The heydays of the early 2000s represented a time when poker players from all over the US were still able to openly participate in their pastime online. All of that would eventually change, however, with the US introducing legislation to outlaw online gambling. Around the same time, PayPal chose to cease its involvement with the US online gambling industry in 2003, scared off by legislative change and a merger with eBay.
Some 12 years later and PayPal has quietly reversed its policy regarding the US online gambling industry. A couple of weeks into September, gambling media outlets began to break the news that PayPal was to be accepted at the US sites for the World Series of Poker (WSOP) and Derby Games. US customers can now use PayPal at those casinos plus a number of others.
Although PayPal has been out of the US online gambling industry for some years, the payment provider has remained incredibly active in Europe, where online gambling is widely legal and extremely popular among customers. Back in 2003, PayPal was actually the most utilised payment method among US online gamblers. Unfortunately for PayPal, however, the company’s domestic industry was culled by legislative change.
Questioning PayPal’s decision to leave the US online gambling industry just doesn’t make sense, given how you cannot keep making legitimate revenue if all of the sites have been deemed to be illegal. Now, though, everything has changed, as there is a legitimate online gambling industry once again, following legalisation in Nevada, New Jersey, and Delaware.

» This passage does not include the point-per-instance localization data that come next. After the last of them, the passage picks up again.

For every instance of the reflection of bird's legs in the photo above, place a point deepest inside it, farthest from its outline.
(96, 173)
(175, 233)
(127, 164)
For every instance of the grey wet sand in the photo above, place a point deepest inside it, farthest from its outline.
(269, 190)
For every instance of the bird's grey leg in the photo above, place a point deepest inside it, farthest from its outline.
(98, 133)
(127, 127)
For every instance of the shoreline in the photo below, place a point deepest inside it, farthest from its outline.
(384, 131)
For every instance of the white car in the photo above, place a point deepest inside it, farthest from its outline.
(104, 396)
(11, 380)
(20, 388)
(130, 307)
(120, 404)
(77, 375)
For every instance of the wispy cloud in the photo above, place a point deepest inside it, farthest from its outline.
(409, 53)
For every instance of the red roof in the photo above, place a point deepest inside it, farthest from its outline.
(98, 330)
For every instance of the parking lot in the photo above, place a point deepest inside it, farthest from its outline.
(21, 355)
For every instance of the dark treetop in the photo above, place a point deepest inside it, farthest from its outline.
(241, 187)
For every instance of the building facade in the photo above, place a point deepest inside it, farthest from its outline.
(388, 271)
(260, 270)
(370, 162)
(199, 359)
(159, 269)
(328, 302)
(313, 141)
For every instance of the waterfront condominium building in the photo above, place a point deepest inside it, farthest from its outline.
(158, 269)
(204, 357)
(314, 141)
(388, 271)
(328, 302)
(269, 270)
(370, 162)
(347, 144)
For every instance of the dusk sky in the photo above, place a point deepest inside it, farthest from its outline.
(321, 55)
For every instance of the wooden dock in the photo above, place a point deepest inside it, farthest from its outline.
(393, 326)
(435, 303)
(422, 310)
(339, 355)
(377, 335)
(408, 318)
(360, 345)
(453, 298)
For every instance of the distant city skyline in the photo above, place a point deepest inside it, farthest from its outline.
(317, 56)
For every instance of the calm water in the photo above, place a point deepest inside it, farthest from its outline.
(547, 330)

But despite PayPal deciding to legally re-enter a bona fide industry, analysts are curious as to why their return has barely been spoken of. One such person is former Wall Street trader and poker world champion Andy Frankenberger, who believes that PayPal is concerned for its reputation. The reason for this rationale is that online gambling is still viewed as being a potential grey area, given how many politicians are seeking to close the legal US markets.
Having been contacted by a leading US media outlet, PayPal was forced to release a statement to clarify its activities. For the moment, PayPal is only working with US three online gambling sites as part of a pilot programme. PayPal has an extensive list of US gambling activities that it has banned, but the four approved sites are not subject to the prohibited list of gambling activities.
To add some perspective, there are 50 states in the continental US. The three states where online gambling is legal account for a mere 6% of the country. Without all of the states legalising online gambling, Frankenberger believes that those opposed will always view that activity as being illegal and immoral.
Currently, it could be argued that online gambling operators are being treated somewhat unfairly compared to fantasy sports websites that technically offer gambling services throughout much of the country. PayPal has been working with fantasy sports sites for years now, helping them to accept entry fees from players before later paying out cash prizes based on outcomes that can be determined by chance.